I still definitely think it’s better than what every other company is trying to do (like running a variant of OpenClaw 24/7 forwarding data to Anthropic, OpenAI, Google, and every other provider they can support).

[0] https://security.apple.com/blog/expanding-pcc/

1 comments

Ah thank you for that, the MacRumors article was misleading to not even have mentioned this.
pardon my ignorance, but why does compute hardware pose any security concerns?
It's not the compute hardware itself. PCC used to be data centers owned and operated by Apple, running on chips designed by Apple.

With this announcement, Apple is expanding the definition of PCC to Google Cloud data centers. Theoretically, this is Google Cloud, not Google servers, so there should be a separation of access there.

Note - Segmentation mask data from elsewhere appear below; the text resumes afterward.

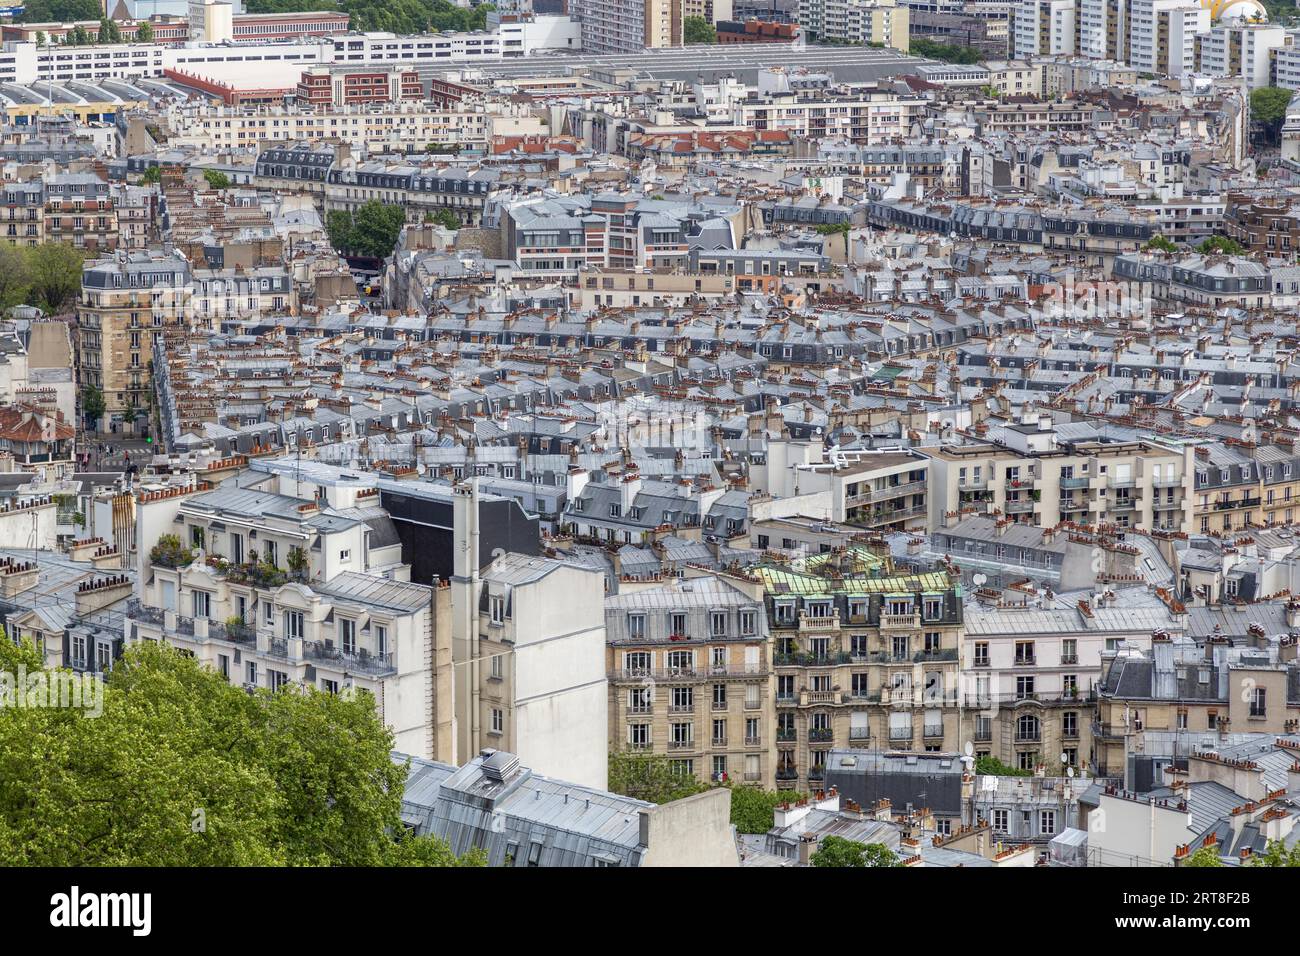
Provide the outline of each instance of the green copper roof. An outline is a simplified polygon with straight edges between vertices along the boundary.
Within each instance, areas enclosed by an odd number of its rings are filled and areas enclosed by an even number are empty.
[[[847,563],[846,563],[847,559]],[[789,564],[763,564],[753,569],[773,597],[830,597],[835,594],[947,591],[953,582],[946,571],[893,573],[892,563],[866,548],[826,552],[796,558]]]

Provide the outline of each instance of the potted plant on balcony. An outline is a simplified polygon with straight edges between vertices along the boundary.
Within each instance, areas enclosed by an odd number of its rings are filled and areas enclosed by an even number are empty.
[[[295,581],[307,580],[307,552],[302,548],[290,548],[285,560]]]
[[[164,534],[149,549],[151,563],[164,568],[183,568],[194,561],[194,551],[181,543],[174,534]]]

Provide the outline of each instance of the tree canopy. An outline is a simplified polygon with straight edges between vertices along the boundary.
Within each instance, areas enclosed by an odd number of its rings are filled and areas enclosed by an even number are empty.
[[[203,170],[203,178],[208,181],[208,185],[213,189],[221,190],[230,188],[230,177],[219,169]]]
[[[908,41],[907,46],[912,56],[939,60],[943,63],[979,63],[984,59],[984,54],[974,47],[939,43],[923,37],[913,37]]]
[[[98,20],[103,10],[99,0],[27,0],[19,23],[70,23],[73,20]]]
[[[44,670],[0,639],[0,669]],[[406,768],[367,693],[249,694],[130,648],[102,712],[0,708],[0,865],[477,865],[404,836]]]
[[[682,21],[682,42],[687,44],[717,43],[718,31],[704,17],[687,17]]]
[[[393,33],[482,30],[490,3],[458,7],[450,0],[339,0],[354,30]],[[248,0],[249,13],[303,13],[320,9],[320,0]],[[98,16],[98,14],[96,14]]]
[[[902,866],[898,854],[883,843],[858,843],[844,837],[828,836],[812,855],[813,866],[880,867]]]
[[[1153,252],[1177,252],[1178,245],[1168,236],[1152,236],[1147,240],[1146,248]]]
[[[0,308],[34,305],[57,314],[81,291],[84,254],[65,242],[0,245]]]
[[[401,206],[388,206],[372,199],[355,213],[336,209],[325,217],[325,231],[339,252],[383,259],[392,253],[406,222]]]
[[[1225,256],[1243,256],[1246,254],[1246,247],[1227,236],[1210,236],[1196,247],[1196,251],[1207,256],[1216,252]]]

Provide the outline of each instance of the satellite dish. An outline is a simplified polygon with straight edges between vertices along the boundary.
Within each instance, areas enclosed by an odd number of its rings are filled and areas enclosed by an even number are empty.
[[[1068,764],[1069,762],[1070,762],[1070,755],[1067,754],[1065,751],[1061,751],[1061,763]]]
[[[961,762],[967,773],[975,766],[975,745],[969,740],[966,741],[966,753],[961,757]]]
[[[983,574],[972,574],[970,580],[971,580],[971,584],[975,585],[976,587],[979,587],[985,581],[988,580],[988,577]]]
[[[1069,777],[1071,780],[1073,780],[1073,779],[1074,779],[1074,768],[1073,768],[1073,767],[1066,767],[1066,768],[1065,768],[1065,775],[1066,775],[1067,777]]]

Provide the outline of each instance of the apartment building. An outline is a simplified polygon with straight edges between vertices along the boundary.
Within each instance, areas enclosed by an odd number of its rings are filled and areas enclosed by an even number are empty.
[[[112,252],[119,240],[112,188],[93,173],[57,173],[45,182],[45,240],[89,253]]]
[[[1128,60],[1130,0],[1079,0],[1080,56]]]
[[[453,498],[455,752],[499,744],[539,771],[603,786],[604,574],[508,552],[480,569],[477,479],[456,486]]]
[[[907,136],[925,109],[919,97],[880,89],[757,93],[732,106],[732,121],[752,129],[785,130],[799,139],[838,138],[873,146]]]
[[[1300,627],[1300,607],[1286,606]],[[1300,730],[1300,662],[1294,634],[1267,635],[1252,624],[1247,643],[1210,634],[1190,641],[1156,633],[1141,651],[1105,655],[1093,726],[1093,765],[1123,776],[1144,734],[1172,735],[1183,754],[1214,747],[1221,735],[1294,734]],[[1209,749],[1209,748],[1206,748]]]
[[[298,102],[314,110],[334,106],[423,100],[420,74],[410,67],[338,69],[316,66],[298,80]]]
[[[688,572],[605,601],[609,749],[702,781],[773,786],[775,709],[762,588]]]
[[[960,749],[962,603],[946,570],[853,545],[751,573],[773,638],[778,786],[817,789],[832,748]]]
[[[908,14],[895,0],[799,0],[799,26],[810,38],[908,50]]]
[[[165,329],[192,317],[190,264],[178,252],[119,252],[81,273],[76,346],[83,384],[104,393],[108,419],[147,418],[149,360]]]
[[[1233,19],[1197,36],[1198,72],[1239,78],[1252,90],[1272,85],[1273,51],[1292,45],[1280,26]]]
[[[689,2],[689,0],[685,0]],[[684,0],[571,0],[584,53],[640,53],[680,46]]]
[[[294,312],[298,293],[283,266],[195,269],[191,316],[197,328],[220,330],[223,322]]]
[[[1185,76],[1196,69],[1196,35],[1210,29],[1198,0],[1130,0],[1129,65],[1139,72]]]
[[[369,495],[369,497],[367,497]],[[401,580],[400,544],[357,508],[237,484],[146,489],[136,501],[136,596],[128,643],[165,641],[231,683],[369,691],[396,746],[437,753],[432,662],[449,594]],[[444,719],[444,724],[448,719]]]
[[[825,492],[831,519],[859,528],[924,529],[928,465],[906,451],[837,452],[825,464],[796,465],[790,493]]]
[[[966,607],[963,739],[977,754],[1010,766],[1075,768],[1093,761],[1091,717],[1102,654],[1121,644],[1149,645],[1158,611],[1119,608],[1093,598],[1076,607]],[[1065,760],[1061,760],[1061,756]]]
[[[1044,528],[1072,521],[1191,530],[1190,446],[1093,429],[1066,438],[1048,416],[1033,413],[981,427],[993,444],[926,451],[932,528],[942,527],[945,515],[970,512]]]
[[[45,241],[45,184],[39,179],[5,183],[0,195],[0,228],[11,246]]]
[[[492,115],[483,110],[445,109],[403,101],[374,106],[330,106],[310,111],[290,107],[231,108],[187,105],[169,117],[172,140],[201,149],[262,149],[273,144],[319,143],[337,139],[373,153],[422,152],[430,143],[466,150],[486,148]]]
[[[1011,8],[1011,46],[1018,60],[1078,50],[1076,0],[1024,0]]]

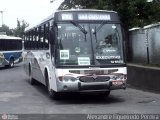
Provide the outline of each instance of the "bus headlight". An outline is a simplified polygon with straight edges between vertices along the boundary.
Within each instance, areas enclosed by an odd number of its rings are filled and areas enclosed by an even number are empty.
[[[61,82],[76,82],[78,79],[72,76],[59,76]]]
[[[3,60],[4,60],[4,56],[2,53],[0,53],[0,64],[2,64]]]

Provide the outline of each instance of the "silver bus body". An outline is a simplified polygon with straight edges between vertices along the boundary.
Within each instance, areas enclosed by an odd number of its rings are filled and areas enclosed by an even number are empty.
[[[37,35],[42,28],[46,30],[46,33],[48,29],[55,32],[51,35],[56,37],[44,36],[42,39],[40,35]],[[115,43],[111,44],[118,44],[118,47],[113,48],[108,44],[108,49],[104,43],[98,41],[101,32],[105,33],[105,30],[109,31],[112,39],[115,40]],[[34,33],[33,31],[36,33],[32,37],[28,37]],[[72,33],[69,34],[69,32]],[[107,35],[108,38],[105,39],[109,39],[110,34]],[[116,12],[57,11],[41,24],[27,29],[24,36],[26,46],[24,68],[30,76],[31,82],[37,80],[55,93],[105,92],[126,88],[127,69],[123,35]],[[71,39],[73,39],[72,42]],[[79,42],[74,43],[78,39]],[[68,41],[70,42],[67,43]],[[42,48],[40,47],[41,43],[44,44]],[[82,45],[80,46],[80,44]],[[81,52],[83,53],[81,54]]]

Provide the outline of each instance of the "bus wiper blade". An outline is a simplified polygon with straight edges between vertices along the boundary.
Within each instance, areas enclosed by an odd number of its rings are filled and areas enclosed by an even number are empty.
[[[85,35],[87,34],[87,31],[86,31],[82,26],[80,26],[78,23],[76,23],[76,22],[74,22],[74,21],[71,21],[71,23],[72,23],[74,26],[78,27]]]
[[[105,22],[103,21],[103,22],[98,26],[98,28],[95,29],[95,31],[93,32],[93,34],[96,34],[96,33],[103,27],[104,24],[105,24]]]

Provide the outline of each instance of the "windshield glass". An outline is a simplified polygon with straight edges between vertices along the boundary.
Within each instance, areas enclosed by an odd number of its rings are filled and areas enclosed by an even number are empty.
[[[89,31],[87,24],[79,24],[83,30]],[[92,64],[91,40],[75,24],[58,24],[58,44],[56,59],[61,65],[90,65]]]
[[[95,64],[123,63],[122,33],[119,24],[92,24]]]
[[[57,28],[57,65],[123,63],[120,25],[70,22]]]

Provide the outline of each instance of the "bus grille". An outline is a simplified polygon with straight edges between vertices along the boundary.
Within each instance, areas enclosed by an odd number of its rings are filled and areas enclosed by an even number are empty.
[[[110,77],[108,76],[96,76],[96,77],[93,77],[93,76],[82,76],[79,78],[79,80],[81,82],[106,82],[106,81],[109,81],[110,80]]]

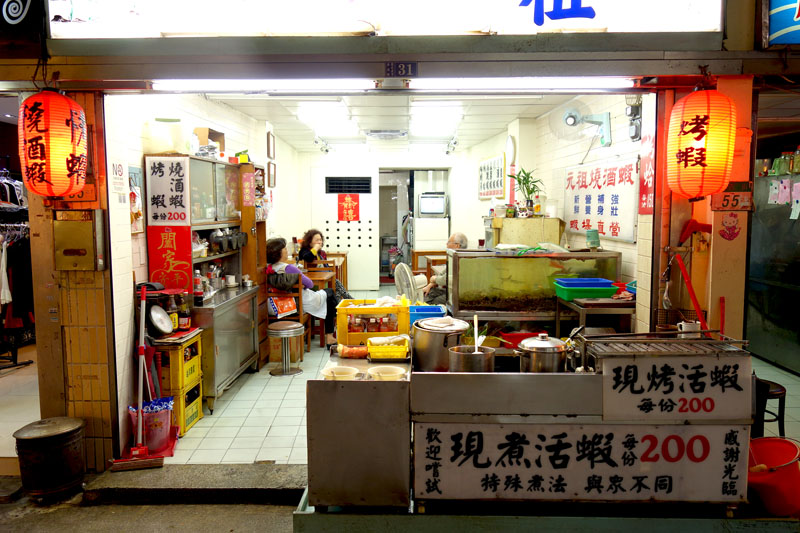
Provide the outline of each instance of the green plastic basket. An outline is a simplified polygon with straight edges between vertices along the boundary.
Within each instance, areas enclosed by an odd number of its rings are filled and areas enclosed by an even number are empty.
[[[559,282],[554,281],[556,296],[571,302],[575,298],[611,298],[617,292],[617,287],[564,287]]]

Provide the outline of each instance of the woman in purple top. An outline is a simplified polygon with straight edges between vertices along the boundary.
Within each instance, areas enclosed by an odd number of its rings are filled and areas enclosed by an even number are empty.
[[[325,319],[325,344],[330,347],[336,342],[334,326],[336,323],[336,293],[333,289],[314,290],[314,282],[308,279],[299,268],[288,264],[289,250],[282,238],[267,241],[267,275],[300,274],[303,282],[303,311],[317,318]]]

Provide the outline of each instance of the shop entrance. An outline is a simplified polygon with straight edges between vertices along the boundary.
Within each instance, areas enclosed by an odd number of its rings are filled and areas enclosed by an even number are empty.
[[[634,95],[632,112],[631,98],[620,88],[529,93],[504,91],[502,86],[494,92],[327,93],[322,84],[309,96],[201,89],[190,94],[110,94],[105,98],[108,158],[139,169],[146,166],[140,159],[145,153],[185,153],[199,146],[205,157],[227,164],[229,157],[247,150],[256,170],[264,168],[263,184],[256,180],[255,186],[256,208],[266,215],[263,237],[259,233],[258,238],[280,236],[291,243],[309,228],[320,230],[325,251],[347,257],[346,285],[356,299],[394,295],[392,264],[402,260],[425,273],[426,258],[443,254],[454,232],[464,235],[467,248],[484,246],[484,218],[509,208],[519,216],[506,219],[508,227],[495,243],[549,243],[580,250],[586,248],[586,229],[601,223],[602,248],[620,257],[620,281],[633,281],[649,269],[649,262],[640,260],[649,252],[639,250],[636,241],[638,224],[652,215],[642,219],[638,214],[635,192],[621,198],[622,205],[615,203],[613,215],[610,196],[608,209],[598,210],[596,191],[580,189],[578,194],[569,189],[581,187],[577,174],[571,181],[567,177],[571,171],[588,175],[592,169],[602,172],[606,163],[636,160],[643,129],[645,134],[652,130],[652,143],[655,98]],[[592,122],[592,115],[604,120]],[[159,125],[156,119],[170,122]],[[155,136],[164,124],[171,125],[171,133]],[[201,139],[198,129],[208,136]],[[215,145],[217,152],[212,153]],[[539,190],[521,190],[508,178],[521,170],[541,179]],[[638,187],[638,179],[629,182],[626,186]],[[583,182],[586,189],[588,184]],[[421,204],[423,194],[433,201]],[[348,195],[349,200],[342,198]],[[143,198],[147,219],[152,215],[147,191]],[[443,201],[437,211],[438,200]],[[556,224],[551,231],[539,224],[535,231],[526,230],[525,224],[545,220],[526,218],[534,214],[535,202],[541,214],[563,220],[561,227]],[[611,216],[621,219],[613,230],[612,221],[605,220]],[[238,220],[217,222],[226,226],[223,231],[228,226],[247,230],[243,220],[238,225]],[[514,222],[521,229],[512,228]],[[214,231],[192,229],[200,242]],[[147,232],[131,237],[137,281],[147,279],[152,270],[146,239]],[[244,272],[244,255],[242,261]],[[637,320],[646,324],[647,314]],[[119,354],[118,361],[130,366]],[[203,418],[186,431],[168,462],[306,462],[306,381],[318,379],[327,363],[328,351],[315,338],[311,351],[297,363],[301,375],[270,377],[264,369],[241,374],[218,392],[213,414],[204,407]],[[119,379],[124,382],[119,405],[130,405],[135,400],[130,373]],[[123,441],[129,436],[125,433],[121,425]]]

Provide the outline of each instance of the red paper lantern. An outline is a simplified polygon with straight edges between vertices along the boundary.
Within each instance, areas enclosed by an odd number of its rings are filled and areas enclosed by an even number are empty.
[[[699,198],[725,190],[736,142],[736,106],[719,91],[695,91],[672,108],[667,137],[667,184]]]
[[[29,191],[49,198],[78,194],[86,183],[86,114],[55,89],[19,108],[19,159]]]

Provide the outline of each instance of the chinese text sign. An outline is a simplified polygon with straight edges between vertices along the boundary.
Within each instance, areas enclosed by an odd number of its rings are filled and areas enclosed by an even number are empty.
[[[478,167],[478,198],[505,198],[506,157],[499,155],[482,161]]]
[[[338,195],[338,220],[355,222],[359,219],[359,199],[357,194]]]
[[[189,158],[148,157],[147,224],[189,226]]]
[[[414,424],[414,497],[743,501],[749,427]]]
[[[150,281],[167,289],[191,290],[192,232],[189,226],[148,226]]]
[[[749,356],[609,357],[603,420],[748,419],[751,372]]]
[[[636,241],[638,158],[567,168],[564,220],[567,230],[596,229],[603,239]]]

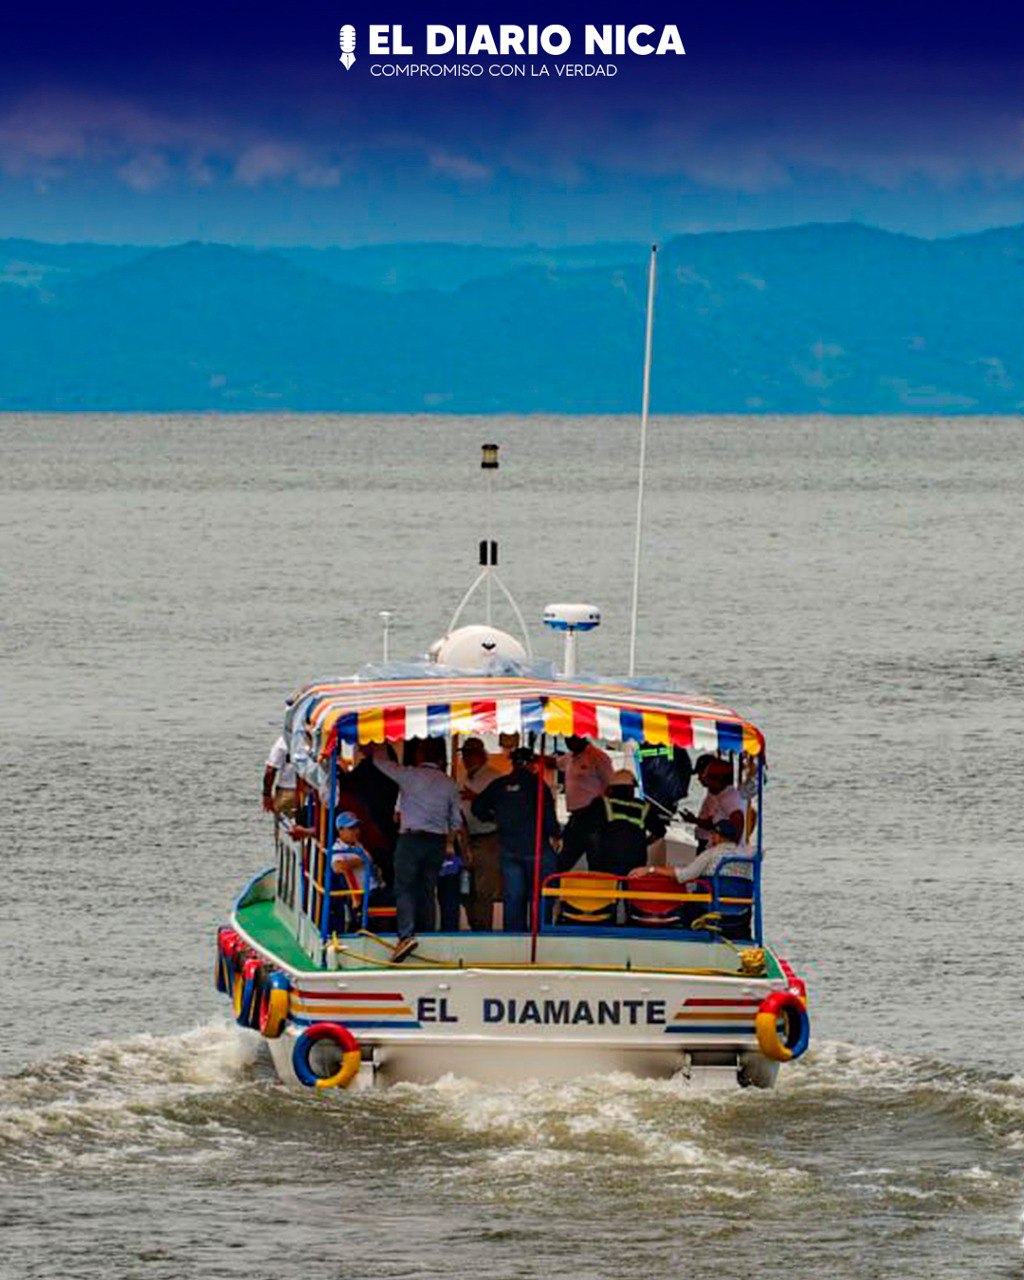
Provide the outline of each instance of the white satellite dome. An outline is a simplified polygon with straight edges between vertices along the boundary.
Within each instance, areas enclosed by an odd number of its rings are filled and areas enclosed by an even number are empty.
[[[526,650],[497,627],[457,627],[430,646],[430,661],[446,667],[486,671],[498,662],[526,662]]]

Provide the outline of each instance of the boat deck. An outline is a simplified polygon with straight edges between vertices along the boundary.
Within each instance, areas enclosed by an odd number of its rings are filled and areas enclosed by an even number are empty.
[[[261,950],[271,952],[287,968],[303,973],[323,972],[299,946],[278,916],[273,901],[249,901],[236,908],[235,919]],[[338,968],[376,972],[393,968],[393,942],[394,935],[343,935],[339,938]],[[531,967],[746,976],[742,975],[740,957],[733,947],[721,941],[680,936],[678,931],[655,934],[635,929],[601,929],[549,933],[538,938],[537,959],[532,964],[530,951],[528,934],[432,933],[420,939],[419,949],[401,968]],[[770,951],[766,953],[763,976],[782,976]]]
[[[261,950],[273,952],[289,969],[319,973],[319,968],[299,946],[295,935],[278,916],[270,898],[246,903],[235,911],[238,923]]]

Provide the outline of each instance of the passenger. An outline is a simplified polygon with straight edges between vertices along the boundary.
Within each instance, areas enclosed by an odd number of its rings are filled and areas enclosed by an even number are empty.
[[[373,766],[370,765],[370,768],[372,769]],[[376,772],[374,769],[374,773]],[[351,777],[350,773],[342,773],[338,776],[338,809],[347,810],[358,819],[360,841],[373,859],[373,865],[377,868],[383,883],[391,887],[395,880],[394,841],[389,839],[378,826],[373,810],[363,799],[361,792],[352,789]],[[387,781],[389,786],[393,785],[389,779],[384,781]],[[397,790],[395,788],[396,795]]]
[[[697,852],[709,845],[743,844],[747,806],[732,782],[732,765],[718,756],[697,761],[697,776],[707,789],[700,813],[683,810],[697,829]]]
[[[529,747],[517,748],[512,753],[512,772],[490,783],[471,805],[474,817],[481,822],[497,823],[506,933],[525,933],[527,929],[535,875],[538,792],[544,798],[541,880],[553,875],[556,869],[558,819],[550,789],[543,784],[538,786],[539,767]]]
[[[415,766],[423,750],[435,755],[434,763],[447,772],[448,752],[444,741],[438,739],[409,738],[402,748],[402,763]],[[466,864],[454,841],[445,847],[444,861],[437,873],[437,917],[441,933],[459,932],[459,913],[462,910],[462,881]]]
[[[398,944],[393,959],[404,960],[416,949],[416,934],[435,925],[437,876],[446,846],[462,828],[459,790],[444,772],[444,743],[423,738],[416,743],[413,765],[395,764],[382,753],[370,757],[374,767],[398,786],[401,823],[395,846],[395,906]]]
[[[295,766],[288,753],[288,739],[282,733],[270,748],[263,770],[263,808],[266,813],[294,816],[298,795]]]
[[[705,785],[704,770],[708,767],[708,765],[711,763],[712,760],[717,760],[717,759],[718,759],[717,756],[709,755],[707,752],[705,752],[704,755],[698,756],[697,759],[693,762],[693,776],[697,779],[697,781],[700,783],[702,787]]]
[[[445,851],[444,862],[437,873],[437,910],[441,917],[439,928],[442,933],[459,932],[465,870],[462,852],[453,845]]]
[[[498,734],[498,750],[487,761],[495,773],[512,772],[512,752],[518,749],[519,742],[518,733]]]
[[[578,825],[589,844],[591,871],[627,876],[648,862],[648,846],[662,839],[665,818],[636,795],[636,778],[628,769],[612,774],[603,796],[580,812]]]
[[[466,822],[466,864],[470,873],[466,917],[471,929],[494,927],[494,904],[501,901],[501,852],[498,828],[473,812],[473,801],[500,776],[491,765],[479,738],[467,738],[461,747],[465,776],[462,780],[462,815]],[[509,764],[511,765],[511,761]]]
[[[339,813],[334,820],[338,842],[343,846],[331,855],[334,886],[361,889],[372,893],[377,883],[373,858],[363,844],[359,818],[352,812]],[[369,862],[367,862],[369,859]],[[362,924],[362,899],[339,897],[331,899],[330,928],[332,932],[352,933]]]
[[[377,747],[389,760],[397,760],[395,749],[390,743]],[[391,848],[394,849],[398,838],[398,825],[395,822],[395,809],[398,805],[398,787],[390,778],[386,778],[379,769],[373,767],[371,748],[359,748],[360,760],[355,768],[344,775],[345,791],[357,795],[367,805],[373,820],[380,828]]]
[[[586,738],[570,734],[565,745],[568,750],[558,757],[557,764],[565,775],[565,805],[569,810],[569,820],[562,833],[559,871],[571,870],[587,852],[586,831],[580,826],[579,815],[587,805],[604,795],[605,787],[615,772],[608,756]]]
[[[644,798],[670,818],[690,789],[694,769],[689,755],[682,747],[643,742],[637,750],[637,757]]]

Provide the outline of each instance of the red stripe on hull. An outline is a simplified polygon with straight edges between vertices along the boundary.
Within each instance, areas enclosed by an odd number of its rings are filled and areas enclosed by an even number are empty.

From the Apple security blog:

> Originally built exclusively on Apple silicon with our world-class software security technologies, PCC set a new bar for AI privacy in the cloud, and continues to power the most demanding Apple Intelligence features. Since then, the wider industry has been working to provide a set of confidential inference primitives that could theoretically be combined to reach the security level of PCC. However, until today, those primitives have never been integrated into a comprehensive, end-to-end confidential inference pipeline capable of operating at global scale. That’s what we’ve done with PCC on Google Cloud, which incorporates PCC’s exceptional security and privacy properties at every stage, including the industry’s most comprehensive transparency guarantees that allow external security researchers to verify our privacy commitments.